205. Das Gleichnis vom verlorenen Sohn (III)

(Lk 15)

 

I Der Unwille des älteren Sohnes

«Sein älterer Sohn war gerade auf dem Feld. Als er heimkam und sich dem Haus näherte, hörte er Musik und Tanz. Er rief einen von den Knechten und erkundigte sich, was das zu bedeuten habe. Dein Bruder ist heimgekommen, antwortete ihm dieser. Nun hat dein Vater das Mastkalb schlachten lassen, weil er ihn gesund zurückerhalten hat. Da ward er zornig und wollte nicht hineingehen.»

Komm und nimm deinen Platz bei dem Freudenmahl ein! Der reumütige Sohn sitzt an der Seite seines Vaters und genießt das Glück der wiedergewonnenen Unschuld. Er hat erfahren, wo Wahrheit, Glück und Frieden zu finden sind, er wird sich nicht mehr täuschen lassen. Die Vergangenheit ist abgetan. Er soll sich ihrer nur erinnern, um die Güte seines Vaters zu preisen, der ihm so großmütig verziehen hat.

Doch die Festfreude wird gestört durch das Murren und den Widerspruch des älteren Bruders. Er versteht die Güte seines Vaters nicht und begreift nicht, warum er die Rückkehr seines Bruders so festlich begeht. Er sieht mit Neid und Ärger die Freigebigkeit seines Vaters gegen den unwürdigen Sohn. Höre, wie er sich beklagt, da der Vater nicht ihm zu Ehren Feste veranstaltet hat; er meint, als Lohn für seine Pflichterfüllung den ersten Anspruch darauf zu haben. Er fühlt sich in seinen Rechten verletzt, ihm erscheint es, als ob alles, was man seinem Bruder gibt, ihm selbst entzogen werde. Es kränkt ihn, daß sein Vater dem verlorenen Sohn die Versöhnung so leicht gemacht hat.

Dieser selbstgerechte Sohn ist in seinem Urteil streng;, hart und unerbittlich, weil er sich nicht in die Gefühle seines Vaters hineinzudenken vermag. Er weiß nicht, was es heißt, ein Kind zu verlieren, dem man selbst das Leben geschenkt hat, und er kann sich nicht vorstellen, welche Freude das Vaterherz erfüllt, als er den totgeglaubten wieder findet. Wir dürfen auch hier wieder erkennen, wie sehr Gott uns liebt!

 

II Der Anteil der Gerechten in dieser Welt

«Er erwiderte ihm: Mein Sohn, du bist immer bei mir, und all das Meinige ist dein. Es galt aber, ein Freudenmahl zu halten und fröhlich zu sein. Denn dieser dein Bruder war tot und lebt wieder. Er war verloren und ist wiedergefunden worden.»

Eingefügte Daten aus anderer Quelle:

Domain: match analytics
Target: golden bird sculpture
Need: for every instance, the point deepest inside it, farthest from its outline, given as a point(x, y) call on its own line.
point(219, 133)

Vernimm die Rechtfertigung des Vaters! «Mein Sohn, du bist immer bei mir! In der Arbeit, im Gebet, im vertrauten Umgang, im Erfolg und im Mißgeschick, in Freude und Leid bist du bei mir, und ich bin bei dir. Ich bin dein Führer und dein Beschützer, ich segne dich und helfe dir, des Tages Mühen und Last zu tragen, und keines deiner Opfer bleibt unbelohnt. Mein Haus ist dein Haus und alles, was ich besitze, gehört dir.»

Denke über diese Worte nach! In der Vereinigung mit Gott besteht schon hier auf Erden das Glück der Gerechten, und ihr Los gleicht dem der Seligen des Himmels. Hast auch du, wie dieser zweite Sohn, oft wieder vergessen, was für eine Gnade es ist, im Hause des himmlischen Vaters wohnen und Ihm nahe sein zu dürfen?

Du bist auf Erden, um hienieden schon das Leben der Auserwählten zu beginnen und dich durch deine Treue Ihrer Seligkeit würdig zu machen. Das Glück der treuen Seelen besteht gerade in ihrer Treue. Dieser Gedanke soll dir deine Lebenstage zum Fest gestalten. Gott ehrt dich, indem Er deine Dienste annimmt und deine Mühen segnet. Dies soll deine Freude sein, eine Freude, die Gott dir täglich von neuem schenkt, das einzige Gut, das du nur durch eigene Schuld verlieren kannst.

Erzeige dich deinem himmlischen Vater dankbar für das glückliche Los, das Er dir bereitet hat! Aller irdische Trost vergeht, aber die Freuden der auserwählten Kinder Gottes sind ewig. Dein einziger Ehrgeiz soll sein, dem lieben Gott sagen zu können: «Seitdem Du mir meine Sünden vergeben hast, habe ich nicht nachgelassen in Deinem Dienst und habe keines Deiner Gebote freiwillig übertreten. Dein heiliger Wille war stets die Richtschnur meines Handelns, und ich kann mich in Wahrheit dein treues Kind nennen.»